The Mill is never afraid to question its own existence and this morning, tiptoeing out at length through a 28 Weeks Later style scene between heartrending ephemera such as empty bottles, pizza crusts, discarded wallets and the groaning form of a man in a yellow tie slurring something about one that got away, was little different. Along we walked through this ashen wasteland, a scene sapped of life and meaning, glumly resigned to foraging for ourselves and being ushered to a new, even remoter desk in the office by a spectral figure who wouldn’t quite meet our eye. Inside we went; up the stairs we walked. Nobody there. Not a soul had passed in front of our eyes since that dead-eyed fellow in the amber ribbon, and none would until a chair swung around abruptly, a puff of dust pluming upwards and clearing to reveal Emmanuel Adebayor.
“You’ll never guess what they’ve been saying about me,” said Adebayor heavily, drawing breath as if to continue before seeing his train of thought completely ruined by a call to one of his mobiles and gathering himself to scurry out of sight, a couple of minders materialising from nowhere to join him.
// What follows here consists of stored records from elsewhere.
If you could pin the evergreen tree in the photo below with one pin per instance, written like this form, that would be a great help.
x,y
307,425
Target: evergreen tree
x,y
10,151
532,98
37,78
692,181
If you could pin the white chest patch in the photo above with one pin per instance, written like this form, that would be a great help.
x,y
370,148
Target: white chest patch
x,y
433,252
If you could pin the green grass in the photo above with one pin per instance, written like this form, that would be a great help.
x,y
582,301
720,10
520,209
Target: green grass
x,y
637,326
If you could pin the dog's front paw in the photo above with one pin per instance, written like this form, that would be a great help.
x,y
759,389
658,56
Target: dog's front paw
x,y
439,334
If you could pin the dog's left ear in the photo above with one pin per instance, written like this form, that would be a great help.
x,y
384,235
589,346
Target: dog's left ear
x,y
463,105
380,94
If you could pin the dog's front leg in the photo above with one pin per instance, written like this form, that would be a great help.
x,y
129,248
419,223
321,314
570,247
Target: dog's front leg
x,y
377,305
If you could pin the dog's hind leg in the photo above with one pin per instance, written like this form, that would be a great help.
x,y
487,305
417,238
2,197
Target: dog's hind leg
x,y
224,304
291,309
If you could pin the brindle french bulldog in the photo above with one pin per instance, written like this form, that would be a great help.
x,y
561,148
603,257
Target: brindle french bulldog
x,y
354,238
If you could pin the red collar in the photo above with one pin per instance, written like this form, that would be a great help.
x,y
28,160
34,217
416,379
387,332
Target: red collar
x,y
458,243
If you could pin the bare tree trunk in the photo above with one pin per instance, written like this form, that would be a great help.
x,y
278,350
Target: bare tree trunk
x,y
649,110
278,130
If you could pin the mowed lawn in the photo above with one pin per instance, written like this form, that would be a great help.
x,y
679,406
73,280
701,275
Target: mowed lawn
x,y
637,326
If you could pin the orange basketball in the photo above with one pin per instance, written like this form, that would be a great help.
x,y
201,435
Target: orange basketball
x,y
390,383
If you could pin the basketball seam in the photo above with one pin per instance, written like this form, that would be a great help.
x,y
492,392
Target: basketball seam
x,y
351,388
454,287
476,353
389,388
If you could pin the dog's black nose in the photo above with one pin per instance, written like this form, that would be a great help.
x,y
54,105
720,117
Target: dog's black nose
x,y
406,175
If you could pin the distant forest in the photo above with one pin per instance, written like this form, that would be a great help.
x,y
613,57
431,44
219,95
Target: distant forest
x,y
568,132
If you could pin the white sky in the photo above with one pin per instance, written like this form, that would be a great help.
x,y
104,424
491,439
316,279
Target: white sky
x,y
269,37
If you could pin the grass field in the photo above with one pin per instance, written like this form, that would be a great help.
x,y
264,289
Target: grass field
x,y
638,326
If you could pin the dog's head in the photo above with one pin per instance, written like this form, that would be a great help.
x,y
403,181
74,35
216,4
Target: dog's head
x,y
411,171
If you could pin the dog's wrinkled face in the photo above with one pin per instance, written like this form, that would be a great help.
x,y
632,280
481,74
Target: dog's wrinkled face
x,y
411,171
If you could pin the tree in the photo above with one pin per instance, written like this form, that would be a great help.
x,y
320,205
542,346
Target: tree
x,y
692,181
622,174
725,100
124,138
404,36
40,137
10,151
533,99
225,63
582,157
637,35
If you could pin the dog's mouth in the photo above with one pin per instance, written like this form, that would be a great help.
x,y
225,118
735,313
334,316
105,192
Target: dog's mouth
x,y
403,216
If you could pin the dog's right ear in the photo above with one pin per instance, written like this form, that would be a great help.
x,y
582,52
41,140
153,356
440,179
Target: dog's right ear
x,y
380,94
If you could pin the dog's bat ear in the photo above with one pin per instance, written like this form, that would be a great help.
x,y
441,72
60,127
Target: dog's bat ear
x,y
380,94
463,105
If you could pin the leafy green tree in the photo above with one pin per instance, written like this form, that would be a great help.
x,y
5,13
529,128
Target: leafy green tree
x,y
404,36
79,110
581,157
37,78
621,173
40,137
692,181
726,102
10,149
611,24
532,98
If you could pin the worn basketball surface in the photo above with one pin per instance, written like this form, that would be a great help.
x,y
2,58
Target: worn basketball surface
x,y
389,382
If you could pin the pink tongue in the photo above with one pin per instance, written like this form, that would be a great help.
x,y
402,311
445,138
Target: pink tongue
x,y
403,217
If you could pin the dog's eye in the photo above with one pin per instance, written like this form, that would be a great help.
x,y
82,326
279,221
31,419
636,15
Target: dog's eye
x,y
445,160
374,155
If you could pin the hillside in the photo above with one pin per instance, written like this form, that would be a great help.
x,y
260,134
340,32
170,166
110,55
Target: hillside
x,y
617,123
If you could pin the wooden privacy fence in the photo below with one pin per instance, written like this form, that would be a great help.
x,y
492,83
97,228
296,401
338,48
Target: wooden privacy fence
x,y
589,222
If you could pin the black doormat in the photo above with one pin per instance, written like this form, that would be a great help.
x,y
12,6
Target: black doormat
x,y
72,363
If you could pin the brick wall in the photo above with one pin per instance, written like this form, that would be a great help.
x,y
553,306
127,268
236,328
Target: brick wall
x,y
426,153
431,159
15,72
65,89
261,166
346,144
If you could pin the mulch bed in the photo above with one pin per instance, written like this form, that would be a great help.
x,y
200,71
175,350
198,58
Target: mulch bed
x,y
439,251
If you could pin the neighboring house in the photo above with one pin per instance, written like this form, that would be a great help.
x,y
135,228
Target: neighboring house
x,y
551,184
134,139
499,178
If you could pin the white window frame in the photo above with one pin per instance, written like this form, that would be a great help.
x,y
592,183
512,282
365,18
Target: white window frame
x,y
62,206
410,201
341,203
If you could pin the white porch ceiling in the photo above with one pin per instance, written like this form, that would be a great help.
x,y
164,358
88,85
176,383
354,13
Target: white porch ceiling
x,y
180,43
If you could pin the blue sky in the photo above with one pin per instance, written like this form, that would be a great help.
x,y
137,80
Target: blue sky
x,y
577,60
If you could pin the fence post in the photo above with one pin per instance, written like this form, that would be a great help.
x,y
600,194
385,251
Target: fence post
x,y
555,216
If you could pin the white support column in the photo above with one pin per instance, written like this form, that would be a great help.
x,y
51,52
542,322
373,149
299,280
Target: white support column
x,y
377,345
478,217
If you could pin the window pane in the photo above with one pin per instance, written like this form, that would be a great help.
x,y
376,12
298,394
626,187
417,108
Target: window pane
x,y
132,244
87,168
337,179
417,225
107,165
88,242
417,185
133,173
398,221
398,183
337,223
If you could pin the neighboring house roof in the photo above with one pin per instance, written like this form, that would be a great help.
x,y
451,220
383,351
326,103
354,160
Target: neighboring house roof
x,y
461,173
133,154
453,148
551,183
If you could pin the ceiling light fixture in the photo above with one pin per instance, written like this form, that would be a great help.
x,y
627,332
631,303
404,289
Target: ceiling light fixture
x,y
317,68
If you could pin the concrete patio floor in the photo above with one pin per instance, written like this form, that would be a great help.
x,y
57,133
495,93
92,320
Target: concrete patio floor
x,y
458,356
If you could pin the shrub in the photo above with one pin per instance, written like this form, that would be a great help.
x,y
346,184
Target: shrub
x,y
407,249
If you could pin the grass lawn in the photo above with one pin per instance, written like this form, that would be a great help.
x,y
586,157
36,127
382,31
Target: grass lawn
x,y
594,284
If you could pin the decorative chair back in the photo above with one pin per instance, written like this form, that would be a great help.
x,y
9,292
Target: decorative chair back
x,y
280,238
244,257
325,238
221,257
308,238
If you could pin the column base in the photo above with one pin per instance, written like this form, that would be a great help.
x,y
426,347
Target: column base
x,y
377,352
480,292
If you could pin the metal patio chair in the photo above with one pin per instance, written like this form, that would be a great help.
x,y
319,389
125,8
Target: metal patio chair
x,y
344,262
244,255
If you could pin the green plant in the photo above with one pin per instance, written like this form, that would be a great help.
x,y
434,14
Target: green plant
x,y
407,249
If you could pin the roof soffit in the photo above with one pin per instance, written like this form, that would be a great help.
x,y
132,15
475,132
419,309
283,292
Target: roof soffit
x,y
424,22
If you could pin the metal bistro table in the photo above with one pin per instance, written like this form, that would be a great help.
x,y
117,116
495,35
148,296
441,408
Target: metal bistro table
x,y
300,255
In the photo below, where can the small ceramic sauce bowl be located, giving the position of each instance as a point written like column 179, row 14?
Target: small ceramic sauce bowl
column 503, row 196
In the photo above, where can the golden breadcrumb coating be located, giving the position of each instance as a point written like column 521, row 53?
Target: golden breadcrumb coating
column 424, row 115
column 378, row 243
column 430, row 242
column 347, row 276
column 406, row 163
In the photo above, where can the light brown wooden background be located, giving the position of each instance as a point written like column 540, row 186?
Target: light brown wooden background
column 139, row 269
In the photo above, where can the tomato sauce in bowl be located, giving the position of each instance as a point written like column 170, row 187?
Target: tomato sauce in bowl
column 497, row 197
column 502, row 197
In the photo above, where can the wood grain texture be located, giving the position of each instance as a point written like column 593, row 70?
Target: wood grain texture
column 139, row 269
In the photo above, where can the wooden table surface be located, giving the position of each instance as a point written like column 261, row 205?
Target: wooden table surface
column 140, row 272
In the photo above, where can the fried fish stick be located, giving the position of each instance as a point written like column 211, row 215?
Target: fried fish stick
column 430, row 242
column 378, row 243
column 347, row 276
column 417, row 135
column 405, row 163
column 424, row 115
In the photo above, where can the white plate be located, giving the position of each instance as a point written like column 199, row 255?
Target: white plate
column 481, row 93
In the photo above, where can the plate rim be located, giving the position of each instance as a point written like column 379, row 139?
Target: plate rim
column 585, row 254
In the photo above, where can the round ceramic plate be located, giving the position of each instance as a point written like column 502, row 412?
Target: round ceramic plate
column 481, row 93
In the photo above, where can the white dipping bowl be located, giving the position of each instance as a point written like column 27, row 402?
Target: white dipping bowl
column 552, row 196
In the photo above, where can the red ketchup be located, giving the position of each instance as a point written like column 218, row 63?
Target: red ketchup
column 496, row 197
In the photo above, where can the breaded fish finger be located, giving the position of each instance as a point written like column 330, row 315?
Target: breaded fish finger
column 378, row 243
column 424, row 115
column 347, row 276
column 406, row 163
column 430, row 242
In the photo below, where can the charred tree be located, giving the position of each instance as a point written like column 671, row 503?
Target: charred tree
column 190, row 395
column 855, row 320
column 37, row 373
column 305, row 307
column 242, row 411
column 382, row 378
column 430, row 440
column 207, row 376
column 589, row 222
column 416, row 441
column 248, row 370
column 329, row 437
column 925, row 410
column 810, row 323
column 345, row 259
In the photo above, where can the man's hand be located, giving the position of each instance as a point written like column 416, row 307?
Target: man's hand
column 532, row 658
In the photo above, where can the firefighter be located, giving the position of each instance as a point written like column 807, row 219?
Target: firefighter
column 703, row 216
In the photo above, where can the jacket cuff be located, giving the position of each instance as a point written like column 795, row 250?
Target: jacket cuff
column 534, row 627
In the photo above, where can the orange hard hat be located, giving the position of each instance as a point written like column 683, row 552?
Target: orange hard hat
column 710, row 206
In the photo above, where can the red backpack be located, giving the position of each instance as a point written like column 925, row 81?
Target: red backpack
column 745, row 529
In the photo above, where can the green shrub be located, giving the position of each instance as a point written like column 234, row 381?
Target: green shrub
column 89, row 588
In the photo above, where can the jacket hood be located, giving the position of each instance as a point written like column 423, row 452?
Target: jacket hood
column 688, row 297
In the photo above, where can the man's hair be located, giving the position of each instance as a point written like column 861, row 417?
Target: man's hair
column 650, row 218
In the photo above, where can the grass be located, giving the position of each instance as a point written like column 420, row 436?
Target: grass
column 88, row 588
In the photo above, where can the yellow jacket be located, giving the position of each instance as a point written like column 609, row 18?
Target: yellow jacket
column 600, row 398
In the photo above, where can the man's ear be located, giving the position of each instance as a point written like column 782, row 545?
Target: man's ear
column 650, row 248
The Mill was alone once more but this was fodder enough; someone, somewhere, was alive and well, sputtering out a narrative that might just keep us breathing a little longer.
Without warning the sky cleared, grass started growing and a most fantastical story reached the Mill’s ears. Adebayor demanded a £5m pay-off from Tottenham Hotspur if he was to join West Ham on the eve of the deadline, it said – and rejected a move to Aston Villa earlier in the summer after a last-minute consultation with his pastor that did not result in a clear enough go-ahead from God. He had posed for photos and everything before making what was, to Tim Sherwood, an exasperating U-turn. The striker will now sit in limbo until at least January, with little hope of playing for a Spurs side for which he does not have a squad number and bearing an unmistakable resemblance to heavily damaged goods.
Then news began coming out thick and fast. Apparently another sometime striker, Dimitar Berbatov, did not need Him Upstairs to tell him not to join Villa; the free agent’s wage demands scuppered that one and the signs are that he will look to see out the rest of his career with a bigger deal somewhere less challenging. And will Saido Berahino, whose refusal to “play Jeremy Peace” seemed sensible given the lack of any clear appetite to make a biopic of the West Bromwich Albion chairman’s life, be a sometime striker soon? Tony Pulis is said to be enraged that the want-away player, who has not been involved in his last three squads, is still on his books – but West Brom can point to Spurs apparently bidding just £5m up front with the remaining £20m spread out over another five years. What will happen if Saido really does go on strike?
Arsenal do not have enough strikers to ... errrr ... strike, and they decided not to add Edinson Cavani to their ranks before deadline day after reasoning that the Uruguay striker, valued at around £50m by Paris Saint-Germain, had insufficient resale value at the age of 28. Another striker will keep on banging the goals in for his current club. Charlie Austin will remain at QPR in the Championship after spurning the late advances of Crystal Palace to secure his services.
It wasn’t much at all, but it was enough for the Mill. People started arriving to work, nodding slightly, one or two even sitting down within shouting distance. The world would keep turning and the Mill would too; and the man in the yellow tie would still be there, gurgling away among the crusts and the spilt cava, when we got home.